No Significant Warming in One of the Most Climate-Sensitive Parts of the Planet, Ice Core Data Show

There has been no significant warming in one of the most climate-sensitive parts of the planet, analysis of Greenland ice core data shows, casting further doubt on the alarmist climate narrative.

We are all familiar with the climate change scare narrative. Red coloured maps of the globe, polar bears stranded on ever diminishing ice floes, extreme weather events etc. When you read a climate change related article or scientific paper it nearly always opens with a statement underlining the severity of the situation facing mankind. What is usually lacking is perspective.

I am not interested in ‘expert’ opinion unless it is supported by empirical data and perspective. Selected sources must be reliable and have ample past data to encompass solar cycle variation. Ideally these data need to come from a region of the planet that is sensitive to global warming. What data from the world of paleoclimatology fit that criteria?

When snow falls, it contains a mix of oxygen isotopes. During warm periods, more heavy oxygen isotopes are found in the snow, while cold periods have more light oxygen isotopes. By analysing these ratios in ice cores, scientists can learn about past temperatures and climate conditions. The ice is laid down in annual layers which can be dated accurately. Consequently, we can construct an accurate temperature record where sufficient ice accumulation exists, such as in polar regions.

If anthropogenic climate change is a real threat, due primarily to the burning of fossil fuels, then we are expecting to see a clear rise in temperature above and beyond the normal variation. This was attempted and published by Michael Mann et al. and is widely known as the hockey stick graph. The main problem with this graph is that it was constructed using 12 sets of proxy measurements which included three sets of ice core data. The ice core data went back only 500 years and the remaining extrapolation relied on tree ring data. There was considerable uncertainty of measurement which was highlighted in his original paper (Figure 1), and a period of 1,000 years provides us with limited perspective in relation to the impact of solar cycles.

Note the light grey area is an estimate of the uncertainty of measurement and extrapolation.

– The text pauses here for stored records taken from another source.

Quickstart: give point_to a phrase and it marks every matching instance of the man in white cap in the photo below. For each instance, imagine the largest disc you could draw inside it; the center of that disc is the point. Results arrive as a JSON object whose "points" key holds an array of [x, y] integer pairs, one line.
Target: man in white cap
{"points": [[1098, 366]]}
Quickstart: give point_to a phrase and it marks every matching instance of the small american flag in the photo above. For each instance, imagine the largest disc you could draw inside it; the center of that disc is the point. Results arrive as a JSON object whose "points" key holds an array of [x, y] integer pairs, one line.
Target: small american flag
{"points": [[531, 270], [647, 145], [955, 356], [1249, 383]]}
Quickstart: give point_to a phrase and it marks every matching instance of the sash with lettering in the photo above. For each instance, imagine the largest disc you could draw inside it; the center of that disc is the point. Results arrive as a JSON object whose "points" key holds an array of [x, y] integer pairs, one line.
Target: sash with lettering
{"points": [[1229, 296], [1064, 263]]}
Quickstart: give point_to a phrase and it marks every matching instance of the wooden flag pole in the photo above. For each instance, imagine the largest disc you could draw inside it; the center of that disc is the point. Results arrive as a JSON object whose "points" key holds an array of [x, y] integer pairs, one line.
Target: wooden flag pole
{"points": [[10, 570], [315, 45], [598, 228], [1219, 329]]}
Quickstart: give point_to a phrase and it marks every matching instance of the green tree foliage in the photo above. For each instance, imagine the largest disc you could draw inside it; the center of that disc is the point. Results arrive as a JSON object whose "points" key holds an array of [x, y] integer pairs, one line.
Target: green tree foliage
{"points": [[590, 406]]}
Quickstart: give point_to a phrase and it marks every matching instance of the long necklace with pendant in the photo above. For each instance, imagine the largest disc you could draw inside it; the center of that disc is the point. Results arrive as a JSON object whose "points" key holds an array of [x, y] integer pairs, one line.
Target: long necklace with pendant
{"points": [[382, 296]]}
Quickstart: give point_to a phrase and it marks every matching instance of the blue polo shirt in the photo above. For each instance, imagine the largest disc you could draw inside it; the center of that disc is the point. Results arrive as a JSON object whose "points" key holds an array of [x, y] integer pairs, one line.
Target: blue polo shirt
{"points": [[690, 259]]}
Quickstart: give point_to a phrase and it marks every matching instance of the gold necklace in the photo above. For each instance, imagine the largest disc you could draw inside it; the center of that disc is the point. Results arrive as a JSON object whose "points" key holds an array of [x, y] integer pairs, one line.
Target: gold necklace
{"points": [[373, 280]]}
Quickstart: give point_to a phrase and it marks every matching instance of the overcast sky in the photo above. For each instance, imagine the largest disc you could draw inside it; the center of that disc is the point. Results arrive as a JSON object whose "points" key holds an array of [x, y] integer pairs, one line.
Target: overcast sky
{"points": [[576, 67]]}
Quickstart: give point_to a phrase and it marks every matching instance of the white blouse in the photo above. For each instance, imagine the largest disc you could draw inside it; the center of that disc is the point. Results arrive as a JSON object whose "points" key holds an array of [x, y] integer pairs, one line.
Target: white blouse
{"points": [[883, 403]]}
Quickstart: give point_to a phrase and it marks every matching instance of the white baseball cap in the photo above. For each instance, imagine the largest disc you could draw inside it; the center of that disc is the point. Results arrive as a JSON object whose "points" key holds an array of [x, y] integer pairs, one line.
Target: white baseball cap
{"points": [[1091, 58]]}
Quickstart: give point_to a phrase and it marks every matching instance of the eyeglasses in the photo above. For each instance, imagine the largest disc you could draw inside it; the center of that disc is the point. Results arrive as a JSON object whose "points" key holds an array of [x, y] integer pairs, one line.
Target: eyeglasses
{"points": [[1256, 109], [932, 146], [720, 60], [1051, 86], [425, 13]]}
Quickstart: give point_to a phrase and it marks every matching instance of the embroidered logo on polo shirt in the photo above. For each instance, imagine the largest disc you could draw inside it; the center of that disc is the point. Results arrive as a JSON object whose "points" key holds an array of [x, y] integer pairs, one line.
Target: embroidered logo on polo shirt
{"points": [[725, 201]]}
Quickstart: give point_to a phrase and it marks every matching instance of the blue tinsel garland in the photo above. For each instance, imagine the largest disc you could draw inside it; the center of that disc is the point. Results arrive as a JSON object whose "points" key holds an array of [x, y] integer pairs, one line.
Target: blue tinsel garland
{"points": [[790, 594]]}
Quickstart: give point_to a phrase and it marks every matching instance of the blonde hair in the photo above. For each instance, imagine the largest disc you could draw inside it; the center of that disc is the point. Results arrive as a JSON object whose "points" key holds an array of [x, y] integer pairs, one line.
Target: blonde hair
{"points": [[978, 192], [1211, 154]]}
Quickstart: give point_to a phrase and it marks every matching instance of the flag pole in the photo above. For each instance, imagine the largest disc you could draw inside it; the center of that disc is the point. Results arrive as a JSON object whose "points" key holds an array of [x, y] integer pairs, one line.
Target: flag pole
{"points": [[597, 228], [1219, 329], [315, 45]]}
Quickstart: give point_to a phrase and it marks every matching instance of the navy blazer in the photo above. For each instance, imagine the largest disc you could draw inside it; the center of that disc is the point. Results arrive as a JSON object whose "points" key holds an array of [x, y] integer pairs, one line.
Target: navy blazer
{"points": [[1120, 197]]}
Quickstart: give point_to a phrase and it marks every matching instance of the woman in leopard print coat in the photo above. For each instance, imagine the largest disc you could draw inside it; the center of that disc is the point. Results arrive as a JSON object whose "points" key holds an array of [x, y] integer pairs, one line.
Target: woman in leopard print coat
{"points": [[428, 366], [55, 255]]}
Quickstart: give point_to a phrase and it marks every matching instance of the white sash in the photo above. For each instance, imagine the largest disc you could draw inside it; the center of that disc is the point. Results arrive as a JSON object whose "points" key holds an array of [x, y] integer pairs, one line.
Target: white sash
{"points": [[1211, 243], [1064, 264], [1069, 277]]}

There seems to be a dearth of records that provide temperature proxies for recent times that are relevant to the sudden rise in carbon dioxide levels (1860 to current). However, I did locate data from two overlapping periods from Renland peninsula in Eastern Greenland. The two studies that reported the results from these ice core measurements had quite different themes. The first, which covered the period from 1960 to 10,000 BC, commented on the high temperatures in the Holocene period and the impact on the ice sheet. The second covering 1801 to 2014 examined local site variability. The creation of these datasets was a gargantuan effort. It remains a mystery why these papers did not comment on the temperature trends or indeed try and link the two datasets. Below is a graph combining these two isotope ratio data sets (Figure 2). The black line (far right) is the key as it is a 20 year rolling average of the more recent dataset (brown dots). The first dataset (blue dots) has data points every 20 years, so this rolling average enables a more valid comparison.